I mentioned the bad days, those intervals where reason and balance seem to flee from me.  It doesn’t happen nearly as often as it used to (thank God) and the bouts of fury and despair are no where near as intense.  I find myself raging against the small chores and obligations that are part and parcel of daily life, chafe at an off-the-cuff comment, smolder because some small, petty desire has been denied me.  Until the feelings pass, I retreat to my office, read, meditate, listen to extremely loud music, waiting for the worst of it to be over.

These fits usually coincide with some “down time” in my writing, any period when I don’t have a big project in front of me.  I simply have to be doing something every single day…or my mind begins to turn on me.  Most people around me view me as a terrible workaholic, too driven and consumed by my calling; they don’t understand that it’s the writing that keeps my demons at bay.  All those long hours I spend in that other place, the worlds I construct from memories, epiphanies and passing impressions.  They sustain me, are a crucial article of my faith.  Without that outlet…I shudder to think.

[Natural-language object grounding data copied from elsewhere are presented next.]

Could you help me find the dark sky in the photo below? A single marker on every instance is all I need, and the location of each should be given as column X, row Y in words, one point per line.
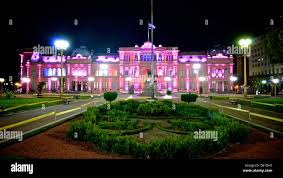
column 115, row 23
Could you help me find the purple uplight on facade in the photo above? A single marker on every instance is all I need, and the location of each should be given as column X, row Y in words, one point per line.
column 220, row 55
column 147, row 45
column 52, row 59
column 35, row 57
column 107, row 59
column 193, row 58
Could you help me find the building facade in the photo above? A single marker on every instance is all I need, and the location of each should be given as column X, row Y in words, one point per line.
column 259, row 63
column 129, row 68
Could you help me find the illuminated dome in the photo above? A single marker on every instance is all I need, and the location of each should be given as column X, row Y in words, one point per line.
column 147, row 44
column 82, row 50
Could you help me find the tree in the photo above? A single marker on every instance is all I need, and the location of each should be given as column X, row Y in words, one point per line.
column 40, row 87
column 132, row 90
column 273, row 43
column 110, row 96
column 191, row 97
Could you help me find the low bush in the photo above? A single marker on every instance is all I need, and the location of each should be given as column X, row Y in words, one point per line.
column 131, row 124
column 189, row 126
column 80, row 127
column 136, row 131
column 130, row 106
column 190, row 97
column 219, row 97
column 90, row 114
column 10, row 95
column 117, row 115
column 110, row 96
column 183, row 109
column 153, row 109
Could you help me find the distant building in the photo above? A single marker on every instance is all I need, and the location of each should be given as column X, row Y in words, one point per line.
column 259, row 63
column 130, row 67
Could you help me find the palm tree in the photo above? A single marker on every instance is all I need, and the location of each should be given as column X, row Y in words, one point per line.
column 40, row 87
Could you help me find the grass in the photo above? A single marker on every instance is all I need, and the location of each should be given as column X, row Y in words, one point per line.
column 269, row 100
column 6, row 103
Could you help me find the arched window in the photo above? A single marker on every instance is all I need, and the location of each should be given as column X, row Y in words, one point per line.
column 58, row 72
column 54, row 72
column 49, row 72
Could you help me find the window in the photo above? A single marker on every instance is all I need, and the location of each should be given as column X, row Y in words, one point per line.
column 126, row 72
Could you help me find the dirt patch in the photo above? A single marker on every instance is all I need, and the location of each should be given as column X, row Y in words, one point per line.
column 259, row 146
column 54, row 144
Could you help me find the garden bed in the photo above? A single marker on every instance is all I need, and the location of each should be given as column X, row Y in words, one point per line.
column 169, row 132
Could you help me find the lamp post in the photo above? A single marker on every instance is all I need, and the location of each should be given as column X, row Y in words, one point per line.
column 275, row 81
column 61, row 45
column 90, row 79
column 152, row 55
column 54, row 79
column 244, row 43
column 264, row 82
column 1, row 82
column 233, row 79
column 26, row 80
column 167, row 79
column 201, row 79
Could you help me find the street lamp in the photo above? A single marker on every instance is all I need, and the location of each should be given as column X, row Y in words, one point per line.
column 201, row 79
column 61, row 45
column 233, row 79
column 275, row 81
column 2, row 81
column 244, row 43
column 168, row 79
column 90, row 79
column 54, row 79
column 26, row 80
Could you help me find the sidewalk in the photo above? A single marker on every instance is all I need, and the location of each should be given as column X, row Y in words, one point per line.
column 267, row 120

I’m not saying mine is necessarily a healthy lifestyle.  I’ve read the reports that warn of the health risks of a sedentary existence; I definitely should get outside more, stretch and exercise.  Often, when I’m really locked into a project, I forget to eat, barely aware of the passage of time.  That can’t be good.

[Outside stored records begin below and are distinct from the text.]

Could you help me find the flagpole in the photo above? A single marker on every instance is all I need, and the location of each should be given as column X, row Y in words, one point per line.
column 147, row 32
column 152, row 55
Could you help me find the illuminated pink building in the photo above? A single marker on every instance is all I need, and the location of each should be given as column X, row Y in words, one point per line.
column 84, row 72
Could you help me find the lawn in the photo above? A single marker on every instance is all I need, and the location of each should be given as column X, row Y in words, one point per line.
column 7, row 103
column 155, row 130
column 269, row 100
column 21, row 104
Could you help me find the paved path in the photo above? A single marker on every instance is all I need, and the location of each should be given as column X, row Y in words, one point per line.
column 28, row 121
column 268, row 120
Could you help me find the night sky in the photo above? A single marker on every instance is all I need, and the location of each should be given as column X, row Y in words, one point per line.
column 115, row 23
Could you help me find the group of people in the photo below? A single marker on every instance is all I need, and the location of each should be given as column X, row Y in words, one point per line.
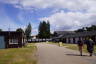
column 89, row 43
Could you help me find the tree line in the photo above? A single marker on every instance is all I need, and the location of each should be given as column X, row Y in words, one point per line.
column 44, row 29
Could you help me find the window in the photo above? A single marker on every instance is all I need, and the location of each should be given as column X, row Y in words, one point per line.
column 13, row 41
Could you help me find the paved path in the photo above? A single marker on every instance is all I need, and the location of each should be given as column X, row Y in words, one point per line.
column 52, row 54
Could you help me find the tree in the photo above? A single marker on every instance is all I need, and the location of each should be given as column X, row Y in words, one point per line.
column 28, row 31
column 93, row 27
column 20, row 30
column 44, row 29
column 81, row 30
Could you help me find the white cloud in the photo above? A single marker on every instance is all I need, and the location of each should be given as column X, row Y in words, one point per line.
column 88, row 5
column 70, row 20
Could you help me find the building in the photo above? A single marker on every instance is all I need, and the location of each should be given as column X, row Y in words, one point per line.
column 12, row 39
column 72, row 37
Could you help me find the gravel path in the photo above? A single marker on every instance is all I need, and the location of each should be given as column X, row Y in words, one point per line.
column 53, row 54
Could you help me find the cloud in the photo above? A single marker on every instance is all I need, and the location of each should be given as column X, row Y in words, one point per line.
column 71, row 20
column 76, row 5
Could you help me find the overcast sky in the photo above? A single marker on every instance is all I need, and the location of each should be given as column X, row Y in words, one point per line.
column 62, row 14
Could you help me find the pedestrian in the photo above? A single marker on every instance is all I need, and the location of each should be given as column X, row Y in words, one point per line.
column 90, row 45
column 80, row 46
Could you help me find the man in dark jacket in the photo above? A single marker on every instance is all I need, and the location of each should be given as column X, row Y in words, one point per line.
column 80, row 46
column 90, row 46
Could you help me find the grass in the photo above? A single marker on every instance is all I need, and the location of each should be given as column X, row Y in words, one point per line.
column 25, row 55
column 75, row 47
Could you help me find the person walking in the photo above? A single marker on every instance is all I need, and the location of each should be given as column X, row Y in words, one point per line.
column 80, row 46
column 90, row 45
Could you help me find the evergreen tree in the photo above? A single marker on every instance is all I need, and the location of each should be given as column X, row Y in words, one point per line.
column 28, row 31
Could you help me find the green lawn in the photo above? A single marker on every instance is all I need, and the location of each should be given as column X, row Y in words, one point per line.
column 25, row 55
column 72, row 46
column 75, row 47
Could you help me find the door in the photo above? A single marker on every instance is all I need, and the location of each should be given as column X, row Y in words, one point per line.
column 2, row 43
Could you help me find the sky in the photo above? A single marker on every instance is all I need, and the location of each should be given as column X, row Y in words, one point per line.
column 63, row 15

But I also know that because of the way I live my life–on my terms, with few accommodations to outside influences–I’ve managed to spend the last decade or so (for the most part) in a state approaching happiness.  Is it a trade-off?  I think so.

Without the ability to shut off the world and use my office as a portal to possibility, amazement, redemption and hope I would never have lasted this long.  I truly believe my fantasy life is key to my continuing survival.  When the stories run out, I’m finished.

I think the other fellows know what I’m talking about.  I ponder the life of Ray Bradbury–I know he’s had some health setbacks and that has affected his legendary productivity.  But at 90+ years, he’s still telling tall tales, even if someone else has to take dictation and type them up for him.  Each day he commutes to that place where his visions dwell.  His fortress of solitude.  Sitting in a comfortable chair, barely able to see but hardly sightless.  His gaze far, far away.  In Green River or navigating the Valles Marineris; lost in a funhouse or at the helm of a gleaming rocketship, bound for the stars.

After all, nothing is impossible if we allow ourselves to think with the mind of a child.  Experience has not yet affected one so young and no one can convince them that dreams can’t ever come true.